PRATO – Arresti domiciliari e braccialetto elettronico per un imprenditore cinese, residente a Prato, per i reati di intermediazione illecita, sfruttamento del lavoro e di impiego di manodopera clandestina.

L’uomo, latitante per alcuni giorni, nella serata di ieri si è presentato all’autorità.
L’inchiesta aveva avuto origine dalla denuncia di una lavoratrice cinese che era stata vittima di aggressione da parte dell’imprenditore solo per aver chiesto una giusta retribuzione.
Si era aggiunta anche la richiesta di aiuto di due lavoratrici cinesi dipendenti a fornire l’input che ha consentito di ricostruire il sistema di sfruttamento attuato dall’indagato, che aveva ‘perfezionato una metodica comportamentale di mimetizzazione’ che gli ha consentito di operare tramite prestanome in tre imprese individuali, che producono capi di abbigliamento, su commissione di aziende di pronto moda su scala internazionale.
Fra i committenti anche alcuni brand italiani del mondo della moda.
Le indagini, attuate nell’arco di oltre un anno, hanno consentito di rilevare le condizioni lavorative di venti operai cinesi, per lo più irregolari, giunti in Italia attraverso circuiti di immigrazione clandestini, impiegati in turni di lavoro massacranti, con picchi di sedici ore giornaliere, sette giorni su sette, senza alcuna forma di tutela previdenziale e assicurativa, alloggiati all’interno di due dormitori a pochi decine di metri di distanza dai siti di produzione.
I lavoratori, tutti in stato di bisogno, a più riprese, venivano anche rinchiusi nelle fabbriche per impedire il loro allontanamento, accrescere la loro produttività e neutralizzare interventi da parte delle forze di polizia, determinando una condizione di grave rischio per la loro stessa incolumità: in caso di incendio o di grave pericolo, non avrebbero avuto alcuno scampo.

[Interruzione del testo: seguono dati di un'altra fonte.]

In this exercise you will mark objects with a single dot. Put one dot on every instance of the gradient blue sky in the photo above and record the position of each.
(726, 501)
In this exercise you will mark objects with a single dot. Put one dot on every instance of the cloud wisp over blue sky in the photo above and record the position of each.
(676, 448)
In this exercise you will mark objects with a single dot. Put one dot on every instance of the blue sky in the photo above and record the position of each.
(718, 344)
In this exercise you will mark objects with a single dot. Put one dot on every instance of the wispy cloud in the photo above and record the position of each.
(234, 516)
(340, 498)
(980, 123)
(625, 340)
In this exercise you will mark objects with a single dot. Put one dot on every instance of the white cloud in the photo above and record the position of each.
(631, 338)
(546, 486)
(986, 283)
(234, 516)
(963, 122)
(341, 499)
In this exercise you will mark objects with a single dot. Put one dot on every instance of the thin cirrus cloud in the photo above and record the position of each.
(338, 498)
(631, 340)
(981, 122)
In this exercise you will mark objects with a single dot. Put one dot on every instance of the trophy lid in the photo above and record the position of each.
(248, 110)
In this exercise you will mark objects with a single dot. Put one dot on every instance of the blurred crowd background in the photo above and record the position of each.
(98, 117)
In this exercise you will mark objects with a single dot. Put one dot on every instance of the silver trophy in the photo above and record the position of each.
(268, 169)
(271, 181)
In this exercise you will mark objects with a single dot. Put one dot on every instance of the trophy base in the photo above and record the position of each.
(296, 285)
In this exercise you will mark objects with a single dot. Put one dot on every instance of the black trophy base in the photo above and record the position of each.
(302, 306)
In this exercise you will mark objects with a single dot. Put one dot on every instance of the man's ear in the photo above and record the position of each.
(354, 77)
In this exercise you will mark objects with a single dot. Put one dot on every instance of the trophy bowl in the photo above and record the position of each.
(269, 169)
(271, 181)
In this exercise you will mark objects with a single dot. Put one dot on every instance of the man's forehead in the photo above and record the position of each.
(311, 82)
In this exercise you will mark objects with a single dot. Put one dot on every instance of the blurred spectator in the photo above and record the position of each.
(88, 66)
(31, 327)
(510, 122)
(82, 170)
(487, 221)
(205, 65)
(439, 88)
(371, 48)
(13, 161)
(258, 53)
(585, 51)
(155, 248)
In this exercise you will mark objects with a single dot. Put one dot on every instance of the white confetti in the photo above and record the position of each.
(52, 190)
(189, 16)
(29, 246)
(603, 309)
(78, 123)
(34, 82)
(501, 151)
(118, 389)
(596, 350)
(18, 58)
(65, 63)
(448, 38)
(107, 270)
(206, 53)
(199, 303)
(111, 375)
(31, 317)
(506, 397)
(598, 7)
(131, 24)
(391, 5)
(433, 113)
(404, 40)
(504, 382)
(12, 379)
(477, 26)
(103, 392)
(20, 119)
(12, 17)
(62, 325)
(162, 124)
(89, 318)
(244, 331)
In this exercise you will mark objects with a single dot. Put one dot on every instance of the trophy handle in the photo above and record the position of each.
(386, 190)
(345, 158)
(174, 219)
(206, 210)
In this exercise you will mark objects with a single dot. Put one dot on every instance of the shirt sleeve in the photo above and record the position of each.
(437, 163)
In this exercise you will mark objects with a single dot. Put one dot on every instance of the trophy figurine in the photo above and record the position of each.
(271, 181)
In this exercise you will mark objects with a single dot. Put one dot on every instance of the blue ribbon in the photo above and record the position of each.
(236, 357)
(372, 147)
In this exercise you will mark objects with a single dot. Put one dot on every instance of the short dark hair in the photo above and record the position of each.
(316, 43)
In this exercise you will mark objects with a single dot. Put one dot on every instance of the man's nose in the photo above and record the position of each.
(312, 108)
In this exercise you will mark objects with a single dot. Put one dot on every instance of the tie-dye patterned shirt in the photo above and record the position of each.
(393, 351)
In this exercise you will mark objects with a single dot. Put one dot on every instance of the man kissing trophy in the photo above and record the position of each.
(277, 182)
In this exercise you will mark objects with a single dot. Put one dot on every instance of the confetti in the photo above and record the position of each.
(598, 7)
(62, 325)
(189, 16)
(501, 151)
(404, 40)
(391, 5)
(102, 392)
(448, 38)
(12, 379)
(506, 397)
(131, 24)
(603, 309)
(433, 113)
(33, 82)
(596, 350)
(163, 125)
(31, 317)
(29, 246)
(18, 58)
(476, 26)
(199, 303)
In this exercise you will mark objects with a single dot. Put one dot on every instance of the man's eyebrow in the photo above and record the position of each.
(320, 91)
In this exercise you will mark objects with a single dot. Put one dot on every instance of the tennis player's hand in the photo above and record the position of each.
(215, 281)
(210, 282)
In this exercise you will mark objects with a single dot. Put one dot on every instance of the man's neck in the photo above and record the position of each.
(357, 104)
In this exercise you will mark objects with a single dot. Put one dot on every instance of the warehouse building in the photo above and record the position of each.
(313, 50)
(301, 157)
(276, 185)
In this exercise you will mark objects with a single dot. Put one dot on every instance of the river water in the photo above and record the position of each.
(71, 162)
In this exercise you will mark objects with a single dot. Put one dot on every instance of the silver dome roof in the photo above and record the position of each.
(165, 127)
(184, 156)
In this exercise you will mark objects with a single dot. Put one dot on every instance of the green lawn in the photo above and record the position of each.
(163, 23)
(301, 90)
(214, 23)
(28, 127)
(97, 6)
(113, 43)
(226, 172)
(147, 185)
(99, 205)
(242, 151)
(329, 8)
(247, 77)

Dall’analisi dei quaderni del cottimo, sono emersi salari parametrati su pochi centesimi di euro per ogni articolo prodotto, con salari per i lavoratori ben al di sotto rispetto agli importi previsti dai contratti collettivi nazionali.
Questo è quanto emerso dai circa cento giorni di monitoraggio costante dei siti produttivi da parte degli investigatori, nonché dalle intercettazioni effettuate per lungo tempo, che hanno consentito di delineare il circuito economico che ruotava attorno all’ imprenditore, il quale ha ottenuto profitti ingenti, senza far fronte agli obblighi tributari. Una delle imprese è stata, infatti, oggetto, nel corso delle investigazioni, di attenzione da parte dell’Agenzia delle Entrate per gravi irregolarità, che vanno dall’omessa presentazione di tutte le dichiarazioni periodiche IVA alla mancanza di versamento di tributi e ritenute, e all’emissione di fatture per importi esorbitanti, nonostante l’assenza di dipendenti formalmente assunti.
L’imprenditore aveva inoltre messo in atto speciali accorgimenti per evitare la sua individuazione, come era accaduto in un precedente controllo di polizia svolto all’interno di una delle ditte ricadenti sotto il suo controllo gestionale. In quel caso, infatti, come dimostrato dalle indagini, l’impiego di prestanome e l’omertà dei suoi dipendenti gli avevano permesso di evitare l’arresto in flagranza di reato.
L’ufficio della Procura di Prato si è avvalso del qualificato supporto investigativo del Gruppo Anti Sfruttamento dell’Asi Toscana Centro (che, di recente, si è richiesto di rafforzare al Presidente della Regione Toscana, in ragione dell’incremento esponenziale dell’attività lavorativa e dei significativi risultati raggiunti dal Gruppo) e dal Nucleo di Polizia Economico Finanziaria della Guardia di Finanza di Prato.